1968 war ein Jahr des weltweiten Aufbruchs. Während in Paris die Sorbonne besetzt wurde, gingen in den USA Millionen gegen den Vietnamkrieg auf die Straße, und von Berlin bis Rom kochten die Universitäten. In der Türkei fand diese Welle ein Echo unter der Universitätsjugend, insbesondere an der METU, der Universität Ankara und der Universität Istanbul.

Die 68er-Generation in der Türkei war nicht nur eine Straßenbewegung, die ihre Forderungen zum Ausdruck brachte. Es war eine Generation, die las, schrieb, diskutierte und versuchte, die Welt zu verstehen. Bücher, Flugblätter, Foren und offene Debatten waren die wesentlichen Elemente dieser Zeit. Die Jugend betrachtete den Staat nicht als heiliges Gebilde, sondern als eine Institution, die zur Rechenschaft gezogen werden musste, und das auf eine ganz neue Art und Weise.

Dieser hinterfragende Geist kollidierte jedoch mit dem Staatsreflex der damaligen Zeit. Kritik wurde als Bedrohung empfunden, Fragen zu stellen galt als gegen das Establishment gerichtet. Der Staat zog es vor, diese Generation zu unterdrücken, statt sie zu verstehen.

Die Hinrichtung von Deniz Gezmiş, Yusuf Aslan und Hüseyin İnan ist das dramatischste Beispiel für diesen Konflikt. Diese Hinrichtungen waren nicht nur das Ende des Lebens dreier junger Menschen, sie waren die Zerstörung einer Denkweise, einer Moral der Ablehnung. Hätte man diese Menschen am Leben gelassen, würden wir heute über ein ganz anderes Klima in der türkischen Politik, der Wissenschaft und der Rechtswelt sprechen.

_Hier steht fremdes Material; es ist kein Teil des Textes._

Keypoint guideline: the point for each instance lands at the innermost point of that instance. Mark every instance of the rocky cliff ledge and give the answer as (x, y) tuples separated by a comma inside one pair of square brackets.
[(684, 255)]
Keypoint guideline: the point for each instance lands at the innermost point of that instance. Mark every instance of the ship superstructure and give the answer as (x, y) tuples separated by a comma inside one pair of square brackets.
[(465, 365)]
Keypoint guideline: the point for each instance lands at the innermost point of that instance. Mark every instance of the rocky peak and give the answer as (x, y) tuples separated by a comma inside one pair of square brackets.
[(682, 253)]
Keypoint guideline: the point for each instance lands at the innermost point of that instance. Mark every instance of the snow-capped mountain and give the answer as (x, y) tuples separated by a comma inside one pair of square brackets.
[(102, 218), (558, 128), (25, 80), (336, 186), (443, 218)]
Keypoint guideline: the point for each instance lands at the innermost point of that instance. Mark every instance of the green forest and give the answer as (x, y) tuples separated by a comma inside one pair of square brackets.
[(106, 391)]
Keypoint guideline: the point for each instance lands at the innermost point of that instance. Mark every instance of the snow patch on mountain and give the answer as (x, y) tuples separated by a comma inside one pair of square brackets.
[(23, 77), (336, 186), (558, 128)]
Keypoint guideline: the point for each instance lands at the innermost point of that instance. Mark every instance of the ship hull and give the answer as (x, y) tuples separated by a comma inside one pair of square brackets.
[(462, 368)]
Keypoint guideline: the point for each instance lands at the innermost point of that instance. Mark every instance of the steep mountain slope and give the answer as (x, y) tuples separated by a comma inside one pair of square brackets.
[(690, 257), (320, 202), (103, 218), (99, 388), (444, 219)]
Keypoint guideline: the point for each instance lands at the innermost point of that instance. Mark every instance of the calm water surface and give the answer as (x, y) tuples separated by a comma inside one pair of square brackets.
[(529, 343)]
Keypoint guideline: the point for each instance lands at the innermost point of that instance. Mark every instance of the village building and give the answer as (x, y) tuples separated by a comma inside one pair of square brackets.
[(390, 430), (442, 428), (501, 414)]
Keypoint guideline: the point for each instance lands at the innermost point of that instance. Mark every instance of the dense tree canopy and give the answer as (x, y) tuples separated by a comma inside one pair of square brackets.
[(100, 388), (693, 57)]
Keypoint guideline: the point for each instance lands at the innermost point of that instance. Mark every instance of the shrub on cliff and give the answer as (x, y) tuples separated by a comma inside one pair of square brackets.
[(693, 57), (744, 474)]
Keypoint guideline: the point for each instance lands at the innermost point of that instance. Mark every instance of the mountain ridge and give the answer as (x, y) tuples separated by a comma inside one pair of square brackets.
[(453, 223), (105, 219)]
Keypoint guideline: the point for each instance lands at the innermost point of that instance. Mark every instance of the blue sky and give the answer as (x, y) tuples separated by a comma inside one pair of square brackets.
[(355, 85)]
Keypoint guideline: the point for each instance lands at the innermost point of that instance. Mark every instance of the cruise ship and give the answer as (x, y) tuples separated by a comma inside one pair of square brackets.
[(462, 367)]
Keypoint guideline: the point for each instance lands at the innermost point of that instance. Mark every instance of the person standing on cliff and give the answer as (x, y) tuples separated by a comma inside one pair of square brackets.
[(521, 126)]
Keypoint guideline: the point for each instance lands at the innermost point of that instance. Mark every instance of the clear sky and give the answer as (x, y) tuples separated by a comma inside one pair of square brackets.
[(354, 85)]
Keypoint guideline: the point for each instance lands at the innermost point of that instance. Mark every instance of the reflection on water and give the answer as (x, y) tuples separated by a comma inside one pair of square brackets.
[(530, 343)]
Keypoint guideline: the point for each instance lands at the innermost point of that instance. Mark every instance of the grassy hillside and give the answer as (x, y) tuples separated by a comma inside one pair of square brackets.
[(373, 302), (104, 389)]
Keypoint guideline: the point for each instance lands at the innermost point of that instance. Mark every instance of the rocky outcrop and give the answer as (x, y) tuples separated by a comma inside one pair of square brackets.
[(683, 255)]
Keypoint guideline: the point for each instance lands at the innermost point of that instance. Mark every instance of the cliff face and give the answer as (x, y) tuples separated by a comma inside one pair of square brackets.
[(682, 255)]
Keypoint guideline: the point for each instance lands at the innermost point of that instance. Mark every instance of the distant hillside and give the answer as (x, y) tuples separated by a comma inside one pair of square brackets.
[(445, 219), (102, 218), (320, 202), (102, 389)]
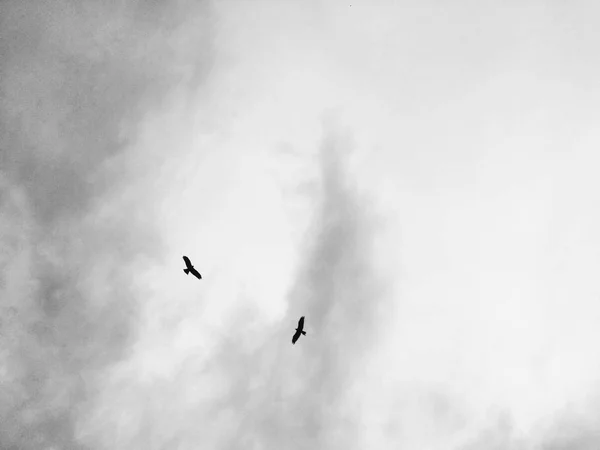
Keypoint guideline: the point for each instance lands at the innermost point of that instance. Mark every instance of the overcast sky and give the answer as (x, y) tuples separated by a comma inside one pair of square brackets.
[(419, 179)]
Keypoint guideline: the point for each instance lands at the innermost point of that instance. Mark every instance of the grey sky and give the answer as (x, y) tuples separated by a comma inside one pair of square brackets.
[(417, 178)]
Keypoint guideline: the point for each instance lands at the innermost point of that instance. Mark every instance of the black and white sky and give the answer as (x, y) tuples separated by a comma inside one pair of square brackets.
[(419, 179)]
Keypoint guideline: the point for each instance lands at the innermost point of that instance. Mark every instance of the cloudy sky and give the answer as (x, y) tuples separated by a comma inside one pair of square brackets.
[(418, 178)]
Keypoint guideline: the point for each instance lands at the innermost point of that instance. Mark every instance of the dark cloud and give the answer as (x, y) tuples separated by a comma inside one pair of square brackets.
[(284, 396), (76, 78)]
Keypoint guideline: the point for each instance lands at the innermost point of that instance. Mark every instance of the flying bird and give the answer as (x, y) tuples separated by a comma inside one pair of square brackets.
[(190, 269), (299, 330)]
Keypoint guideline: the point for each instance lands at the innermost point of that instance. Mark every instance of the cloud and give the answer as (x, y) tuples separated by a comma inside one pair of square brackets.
[(76, 80), (304, 395)]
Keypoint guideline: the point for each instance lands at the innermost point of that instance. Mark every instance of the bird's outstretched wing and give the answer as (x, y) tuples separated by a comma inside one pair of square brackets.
[(195, 273), (295, 337)]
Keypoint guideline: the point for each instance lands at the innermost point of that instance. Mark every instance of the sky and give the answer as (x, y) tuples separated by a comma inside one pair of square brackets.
[(416, 178)]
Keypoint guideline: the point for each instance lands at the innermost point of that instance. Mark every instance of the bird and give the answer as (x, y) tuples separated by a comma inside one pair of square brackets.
[(299, 330), (189, 268)]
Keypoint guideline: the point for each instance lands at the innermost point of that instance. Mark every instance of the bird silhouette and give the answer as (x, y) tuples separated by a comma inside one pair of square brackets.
[(190, 269), (299, 330)]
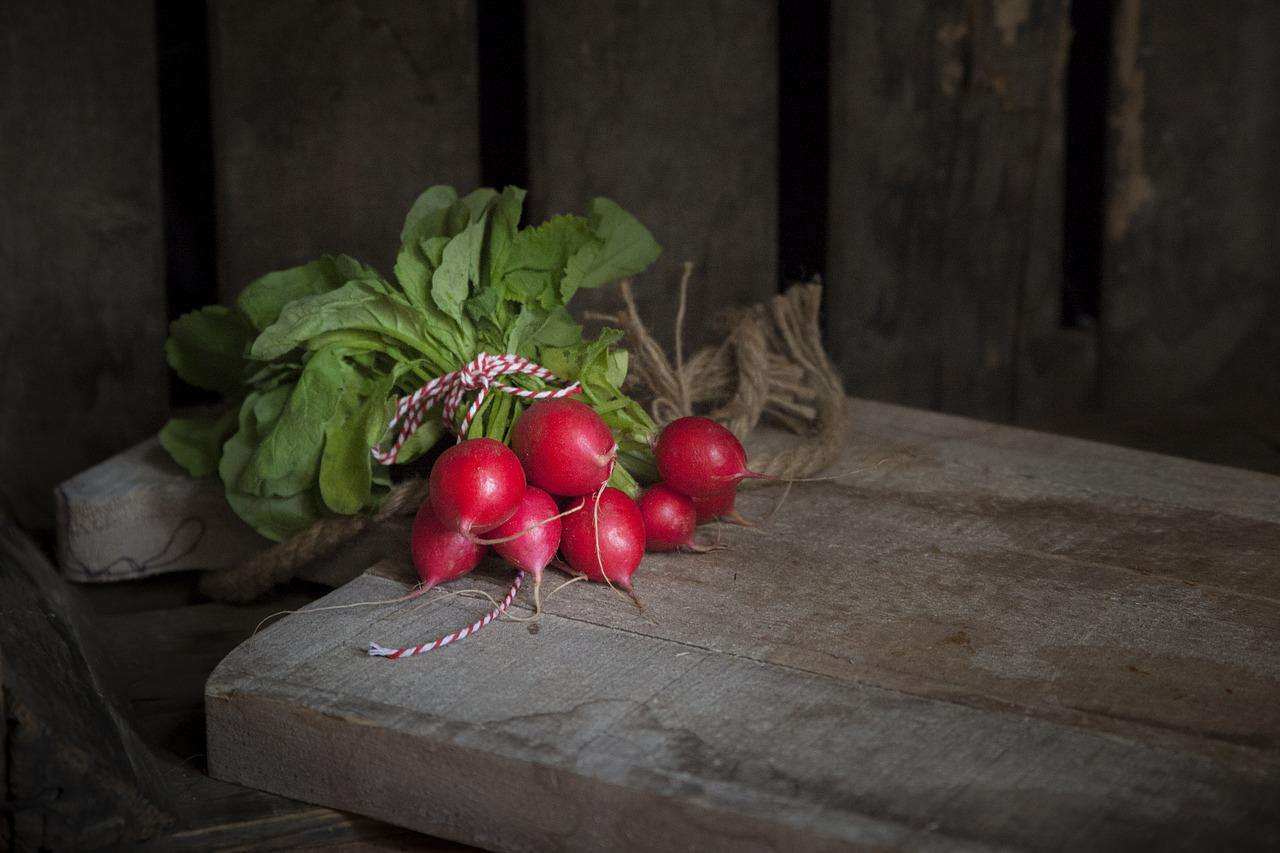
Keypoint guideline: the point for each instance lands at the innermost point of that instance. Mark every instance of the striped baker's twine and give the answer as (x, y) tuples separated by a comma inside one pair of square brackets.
[(410, 651), (476, 375)]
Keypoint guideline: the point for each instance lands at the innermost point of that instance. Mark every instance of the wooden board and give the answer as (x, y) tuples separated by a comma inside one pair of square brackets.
[(984, 637), (138, 514), (1191, 299), (670, 109), (76, 774), (946, 191), (160, 653), (329, 118), (82, 311)]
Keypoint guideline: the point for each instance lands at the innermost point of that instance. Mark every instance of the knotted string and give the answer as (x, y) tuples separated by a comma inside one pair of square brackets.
[(479, 375)]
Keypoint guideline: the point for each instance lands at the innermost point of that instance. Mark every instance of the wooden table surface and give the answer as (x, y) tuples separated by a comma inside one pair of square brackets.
[(979, 637)]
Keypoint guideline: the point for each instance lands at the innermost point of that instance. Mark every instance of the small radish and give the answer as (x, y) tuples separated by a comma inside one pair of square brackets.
[(531, 534), (565, 446), (604, 539), (718, 506), (700, 457), (476, 486), (670, 520), (439, 553)]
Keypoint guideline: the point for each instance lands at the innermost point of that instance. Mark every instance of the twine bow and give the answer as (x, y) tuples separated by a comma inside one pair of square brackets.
[(479, 375)]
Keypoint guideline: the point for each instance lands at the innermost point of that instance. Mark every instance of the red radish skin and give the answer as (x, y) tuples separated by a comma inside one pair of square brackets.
[(565, 446), (670, 519), (716, 505), (476, 486), (699, 457), (439, 553), (535, 539), (621, 538)]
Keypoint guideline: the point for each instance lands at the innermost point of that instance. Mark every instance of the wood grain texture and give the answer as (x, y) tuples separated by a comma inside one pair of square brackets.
[(160, 658), (945, 247), (329, 119), (138, 515), (987, 637), (77, 776), (82, 313), (1192, 277), (670, 109)]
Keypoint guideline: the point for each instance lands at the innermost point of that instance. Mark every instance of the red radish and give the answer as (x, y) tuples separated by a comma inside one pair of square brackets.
[(670, 520), (700, 457), (534, 539), (565, 447), (440, 553), (476, 486), (604, 539), (720, 507)]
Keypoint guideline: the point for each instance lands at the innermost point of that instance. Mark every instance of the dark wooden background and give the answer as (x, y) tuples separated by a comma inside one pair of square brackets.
[(1077, 233)]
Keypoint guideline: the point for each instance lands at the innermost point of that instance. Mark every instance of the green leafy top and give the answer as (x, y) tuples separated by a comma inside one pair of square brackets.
[(314, 357)]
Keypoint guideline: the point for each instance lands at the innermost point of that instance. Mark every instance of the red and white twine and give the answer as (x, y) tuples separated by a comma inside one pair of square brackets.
[(410, 651), (479, 375)]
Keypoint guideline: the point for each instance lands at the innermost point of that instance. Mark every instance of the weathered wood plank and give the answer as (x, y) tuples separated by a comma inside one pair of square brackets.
[(140, 514), (1006, 639), (1191, 297), (945, 249), (329, 118), (76, 774), (82, 311), (670, 109)]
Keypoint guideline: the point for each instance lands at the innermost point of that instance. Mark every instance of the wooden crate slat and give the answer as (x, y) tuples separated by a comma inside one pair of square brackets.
[(1191, 292), (945, 205), (82, 308), (670, 109), (329, 118)]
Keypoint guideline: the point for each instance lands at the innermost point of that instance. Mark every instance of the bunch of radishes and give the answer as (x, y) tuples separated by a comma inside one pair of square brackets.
[(487, 495)]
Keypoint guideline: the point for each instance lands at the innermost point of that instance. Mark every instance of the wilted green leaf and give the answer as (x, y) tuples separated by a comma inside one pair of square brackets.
[(196, 443), (264, 299), (626, 247), (208, 347)]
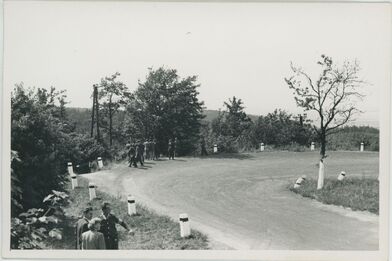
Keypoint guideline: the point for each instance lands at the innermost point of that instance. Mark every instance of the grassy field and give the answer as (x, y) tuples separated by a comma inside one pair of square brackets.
[(152, 231), (355, 193)]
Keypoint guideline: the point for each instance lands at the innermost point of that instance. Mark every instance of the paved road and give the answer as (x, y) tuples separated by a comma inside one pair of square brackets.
[(243, 203)]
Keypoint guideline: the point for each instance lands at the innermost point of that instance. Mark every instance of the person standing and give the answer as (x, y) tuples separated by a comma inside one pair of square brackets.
[(170, 149), (93, 239), (132, 155), (154, 149), (146, 150), (82, 226), (108, 227), (203, 147), (139, 153)]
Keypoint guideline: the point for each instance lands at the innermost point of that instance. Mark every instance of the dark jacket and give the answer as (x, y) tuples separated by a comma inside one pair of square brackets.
[(81, 227)]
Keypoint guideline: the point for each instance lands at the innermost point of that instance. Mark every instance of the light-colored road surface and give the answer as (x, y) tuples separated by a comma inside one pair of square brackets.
[(243, 202)]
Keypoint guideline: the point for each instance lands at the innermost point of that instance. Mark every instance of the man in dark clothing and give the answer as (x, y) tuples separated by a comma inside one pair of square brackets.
[(108, 227), (154, 150), (139, 153), (82, 226), (203, 147), (132, 156), (171, 149)]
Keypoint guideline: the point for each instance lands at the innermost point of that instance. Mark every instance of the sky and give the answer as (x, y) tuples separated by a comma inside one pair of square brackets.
[(235, 49)]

Das Memorandum vom 12. März 1971 und der Staatsstreich vom 12. September 1980 schlossen den von der 68er-Generation eröffneten geistigen Raum vollständig. In der Türkei nach 1980 erlitt nicht nur die Politik, sondern auch die Erinnerung einen Schlag. Akademiker wurden von den Universitäten verwiesen, Journalisten wurden zum Schweigen gebracht, Gewerkschaften wurden aufgelöst, die Jugend wurde bewusst entpolitisiert.

Dieser Prozess ist die systematische Ausschaltung des denkenden Menschen durch den Staat. Anstelle des fragenden Individuums wurde das Modell des gehorsamen Bürgers aufgebaut. Wenn heute noch von Meinungsfreiheit, Abwanderung und Hoffnungslosigkeit der Jugend die Rede ist, sollten die Wurzeln dafür in der Behandlung der 68er-Generation gesucht werden.

Die 68er-Generation war eine große Chance für die Türkei. Sie bot einen frühen Sprung nach vorn in Sachen Demokratisierung, Hochschulautonomie, Rechtsstaatlichkeit und soziale Gerechtigkeit. Diese Chance wurde mit sicherheitspolitischen Reflexen vertan.

Die 68er-Generation ist keine Nostalgie. Die 68er-Generation ist keine romantische Vergangenheit. Die 68er-Generation ist eine Zukunft, die die Türkei nicht leben konnte.

Heute wird bei jeder Suche nach Gerechtigkeit, bei jeder Forderung nach Freiheit, bei jedem Jugendprotest die Stimme der 68er Generation wieder gehört. Denn manche Generationen kann man nicht besiegen, man kann sie nur zum Schweigen bringen.